Al poco tiempo, Javier empezó a salir con una compañera del trabajo. La chica, Carmen, era directa y decidida: en menos de un mes se había mudado a vivir con él. Desde el primer momento, Carmen no toleró a Guapo. Le pidió a Javier que se deshiciera del gato, pero él se negó, explicándole lo importante que era para él.
Carmen insistió una y otra vez en que Javier debía entregar el gato. Decía que deslucía su imagen ante las visitas, pues a todos les daba reparo la apariencia de las patas de Guapo. Javier estaba dividido: quería a Carmen, pero también a su mascota.
Sus padres tampoco aprobaban del todo a Carmen. Les parecía demasiado descarada y poco cortés. Aconsejaron a Javier que no precipitara las cosas y que la conociera mejor.
El día en que los padres de Carmen visitaron la casa, Javier lo comprendió todo con claridad: no era la mujer adecuada para él. El padre de Carmen no paraba de reírse de Guapo desde que cruzó la puerta, llamándole bicho raro. Javier defendió a su gato, pero durante toda la velada, tanto Carmen como su padre se burlaron y propusieron mil maneras para deshacerse del animal, mientras la madre de Carmen se reía junto a ellos.
Al día siguiente, tras volver de la oficina, Guapo había desaparecido. Ante su pregunta, Carmen le confesó que había llevado al gato a una clínica veterinaria y lo había dejado allí.
Javier salió corriendo a buscar a Guapo, recorriendo las calles de Madrid durante cinco horas. Finalmente lo encontró. El gatito, contento de reencontrarse con su dueño, ronroneó suavemente en sus brazos.
Cuando Javier regresó a casa, le pidió a Carmen que recogiera sus cosas y se marchase. No quería volver a verla.
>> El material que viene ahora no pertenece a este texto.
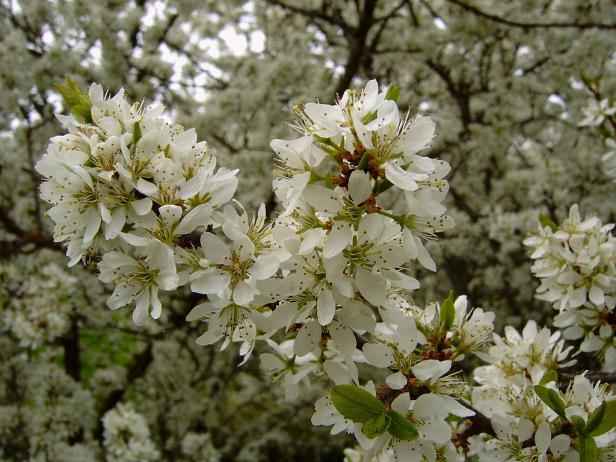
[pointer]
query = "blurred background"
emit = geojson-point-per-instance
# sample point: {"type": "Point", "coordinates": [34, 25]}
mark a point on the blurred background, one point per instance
{"type": "Point", "coordinates": [507, 83]}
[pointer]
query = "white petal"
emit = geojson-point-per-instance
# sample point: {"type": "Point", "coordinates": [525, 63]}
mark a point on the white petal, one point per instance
{"type": "Point", "coordinates": [146, 188]}
{"type": "Point", "coordinates": [417, 135]}
{"type": "Point", "coordinates": [210, 281]}
{"type": "Point", "coordinates": [170, 214]}
{"type": "Point", "coordinates": [543, 437]}
{"type": "Point", "coordinates": [326, 307]}
{"type": "Point", "coordinates": [209, 337]}
{"type": "Point", "coordinates": [337, 239]}
{"type": "Point", "coordinates": [140, 314]}
{"type": "Point", "coordinates": [343, 337]}
{"type": "Point", "coordinates": [360, 187]}
{"type": "Point", "coordinates": [400, 177]}
{"type": "Point", "coordinates": [156, 305]}
{"type": "Point", "coordinates": [244, 293]}
{"type": "Point", "coordinates": [216, 251]}
{"type": "Point", "coordinates": [372, 286]}
{"type": "Point", "coordinates": [142, 206]}
{"type": "Point", "coordinates": [307, 338]}
{"type": "Point", "coordinates": [264, 267]}
{"type": "Point", "coordinates": [310, 239]}
{"type": "Point", "coordinates": [396, 381]}
{"type": "Point", "coordinates": [430, 369]}
{"type": "Point", "coordinates": [378, 354]}
{"type": "Point", "coordinates": [402, 403]}
{"type": "Point", "coordinates": [337, 372]}
{"type": "Point", "coordinates": [525, 429]}
{"type": "Point", "coordinates": [560, 444]}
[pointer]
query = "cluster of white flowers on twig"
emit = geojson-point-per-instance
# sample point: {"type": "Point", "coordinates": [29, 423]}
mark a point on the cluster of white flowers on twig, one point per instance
{"type": "Point", "coordinates": [576, 263]}
{"type": "Point", "coordinates": [127, 436]}
{"type": "Point", "coordinates": [38, 308]}
{"type": "Point", "coordinates": [327, 284]}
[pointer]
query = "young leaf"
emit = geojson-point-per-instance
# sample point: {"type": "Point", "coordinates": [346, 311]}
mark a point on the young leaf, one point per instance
{"type": "Point", "coordinates": [587, 448]}
{"type": "Point", "coordinates": [608, 421]}
{"type": "Point", "coordinates": [77, 102]}
{"type": "Point", "coordinates": [547, 221]}
{"type": "Point", "coordinates": [376, 426]}
{"type": "Point", "coordinates": [595, 419]}
{"type": "Point", "coordinates": [551, 399]}
{"type": "Point", "coordinates": [355, 403]}
{"type": "Point", "coordinates": [136, 133]}
{"type": "Point", "coordinates": [400, 427]}
{"type": "Point", "coordinates": [448, 313]}
{"type": "Point", "coordinates": [393, 93]}
{"type": "Point", "coordinates": [549, 376]}
{"type": "Point", "coordinates": [578, 423]}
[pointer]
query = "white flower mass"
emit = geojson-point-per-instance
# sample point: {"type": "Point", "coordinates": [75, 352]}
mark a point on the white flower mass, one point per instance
{"type": "Point", "coordinates": [281, 256]}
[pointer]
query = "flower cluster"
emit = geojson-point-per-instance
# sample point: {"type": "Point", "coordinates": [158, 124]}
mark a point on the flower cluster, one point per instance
{"type": "Point", "coordinates": [596, 111]}
{"type": "Point", "coordinates": [126, 184]}
{"type": "Point", "coordinates": [576, 263]}
{"type": "Point", "coordinates": [38, 309]}
{"type": "Point", "coordinates": [326, 285]}
{"type": "Point", "coordinates": [127, 436]}
{"type": "Point", "coordinates": [418, 346]}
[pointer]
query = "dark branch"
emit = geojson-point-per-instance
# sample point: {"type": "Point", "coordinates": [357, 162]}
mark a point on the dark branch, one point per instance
{"type": "Point", "coordinates": [593, 376]}
{"type": "Point", "coordinates": [530, 25]}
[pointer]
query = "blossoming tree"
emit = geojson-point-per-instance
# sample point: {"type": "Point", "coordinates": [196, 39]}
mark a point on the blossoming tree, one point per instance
{"type": "Point", "coordinates": [319, 287]}
{"type": "Point", "coordinates": [326, 283]}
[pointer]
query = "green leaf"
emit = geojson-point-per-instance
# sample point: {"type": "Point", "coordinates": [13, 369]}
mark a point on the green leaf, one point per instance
{"type": "Point", "coordinates": [448, 312]}
{"type": "Point", "coordinates": [587, 449]}
{"type": "Point", "coordinates": [381, 186]}
{"type": "Point", "coordinates": [376, 425]}
{"type": "Point", "coordinates": [549, 376]}
{"type": "Point", "coordinates": [393, 93]}
{"type": "Point", "coordinates": [400, 427]}
{"type": "Point", "coordinates": [547, 221]}
{"type": "Point", "coordinates": [578, 423]}
{"type": "Point", "coordinates": [136, 134]}
{"type": "Point", "coordinates": [608, 421]}
{"type": "Point", "coordinates": [363, 161]}
{"type": "Point", "coordinates": [551, 399]}
{"type": "Point", "coordinates": [75, 100]}
{"type": "Point", "coordinates": [595, 418]}
{"type": "Point", "coordinates": [355, 403]}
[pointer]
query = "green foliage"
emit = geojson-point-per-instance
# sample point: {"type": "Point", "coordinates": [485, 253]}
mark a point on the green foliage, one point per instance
{"type": "Point", "coordinates": [607, 419]}
{"type": "Point", "coordinates": [376, 425]}
{"type": "Point", "coordinates": [355, 403]}
{"type": "Point", "coordinates": [549, 376]}
{"type": "Point", "coordinates": [75, 100]}
{"type": "Point", "coordinates": [547, 222]}
{"type": "Point", "coordinates": [448, 313]}
{"type": "Point", "coordinates": [587, 449]}
{"type": "Point", "coordinates": [393, 93]}
{"type": "Point", "coordinates": [551, 399]}
{"type": "Point", "coordinates": [401, 428]}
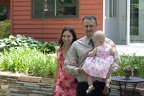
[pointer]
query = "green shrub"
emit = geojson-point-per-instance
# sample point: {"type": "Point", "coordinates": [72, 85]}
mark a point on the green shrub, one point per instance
{"type": "Point", "coordinates": [4, 29]}
{"type": "Point", "coordinates": [19, 40]}
{"type": "Point", "coordinates": [136, 62]}
{"type": "Point", "coordinates": [28, 61]}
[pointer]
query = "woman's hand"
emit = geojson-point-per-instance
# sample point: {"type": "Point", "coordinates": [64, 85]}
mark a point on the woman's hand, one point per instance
{"type": "Point", "coordinates": [73, 63]}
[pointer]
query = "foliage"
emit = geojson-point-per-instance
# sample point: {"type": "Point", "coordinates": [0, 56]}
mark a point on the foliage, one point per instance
{"type": "Point", "coordinates": [128, 69]}
{"type": "Point", "coordinates": [136, 62]}
{"type": "Point", "coordinates": [4, 29]}
{"type": "Point", "coordinates": [26, 55]}
{"type": "Point", "coordinates": [19, 40]}
{"type": "Point", "coordinates": [28, 61]}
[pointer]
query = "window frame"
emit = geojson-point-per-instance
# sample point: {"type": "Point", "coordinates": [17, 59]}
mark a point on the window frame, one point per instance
{"type": "Point", "coordinates": [54, 16]}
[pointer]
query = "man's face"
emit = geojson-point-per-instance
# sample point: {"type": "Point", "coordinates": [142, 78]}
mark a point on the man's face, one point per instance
{"type": "Point", "coordinates": [89, 27]}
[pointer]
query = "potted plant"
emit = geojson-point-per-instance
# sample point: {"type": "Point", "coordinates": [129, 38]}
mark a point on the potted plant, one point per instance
{"type": "Point", "coordinates": [128, 71]}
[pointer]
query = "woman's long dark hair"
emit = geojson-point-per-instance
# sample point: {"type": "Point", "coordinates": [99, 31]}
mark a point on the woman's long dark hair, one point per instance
{"type": "Point", "coordinates": [71, 30]}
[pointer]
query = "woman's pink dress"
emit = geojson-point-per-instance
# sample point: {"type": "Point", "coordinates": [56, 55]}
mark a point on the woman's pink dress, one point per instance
{"type": "Point", "coordinates": [99, 65]}
{"type": "Point", "coordinates": [66, 85]}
Aquella actitud le resultaba repulsiva.
Por la mañana, Carmen recogió sus pertenencias en silencio y se fue, dolida. Nunca pensó que un gato podía ser más importante que ella. Desde entonces, Javier y Guapo viven juntos; el gatito sigue esperando a su dueño después del trabajo, siempre feliz de recibirle.
A veces la vida nos enfrenta a decisiones que parecen pequeñas, pero acaban mostrando quiénes somos y qué valoramos realmente. Aprender a cuidar lo que nos importa y no ceder ante las presiones es lo que nos ayuda a construir una vida auténtica.